Lecture 9 Simple Random Sample and Paramter Estimation

9.1 Simple random sample

Following the principle of simple random sample, each sample point is randomly and independently selected from the same population. Therefore all sample points are independent and identically distributed random variables, often denoted as i.i.d. random variables. The mean of all sample points is the mean of i.i.d. random variables. This mean is itself also a random variable. We want to calculate the the expected value and variance of the sample mean. Let \(X_1, X_2,...,X_N\) be the i.i.d. sample points with \(E(X_i)=\mu\) and \(Var(X_i)=\sigma^2\), the sample mean is given by \(\overline{X} = \frac{1}{N}\sum_{i=1}^NX_i\).
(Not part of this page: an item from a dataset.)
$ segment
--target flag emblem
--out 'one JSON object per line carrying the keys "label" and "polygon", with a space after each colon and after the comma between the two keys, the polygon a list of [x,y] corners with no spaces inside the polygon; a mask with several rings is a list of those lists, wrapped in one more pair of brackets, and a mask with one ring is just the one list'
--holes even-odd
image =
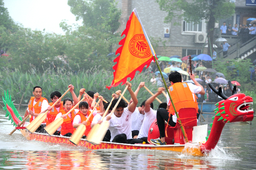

Expected value of sample mean

\[E(\overline{X})=E(\frac{1}{N}\sum_{s=1}^NX_i) = \frac{1}{N}\sum_{i=1}^NE(X_i) = \frac{1}{N}\sum_{i=1}^N\mu = \mu\] Variance of sample mean

\[Var(\overline{X})=Var\Big(\frac{1}{N}\sum_{s=1}^NX_i\Big) = \frac{1}{N^2}Var\Big(\sum_{i=1}^NX_i\Big) = \frac{1}{N^2}\sum_{i=1}^NVar(X_i) = \frac{\sigma^2}{N}\]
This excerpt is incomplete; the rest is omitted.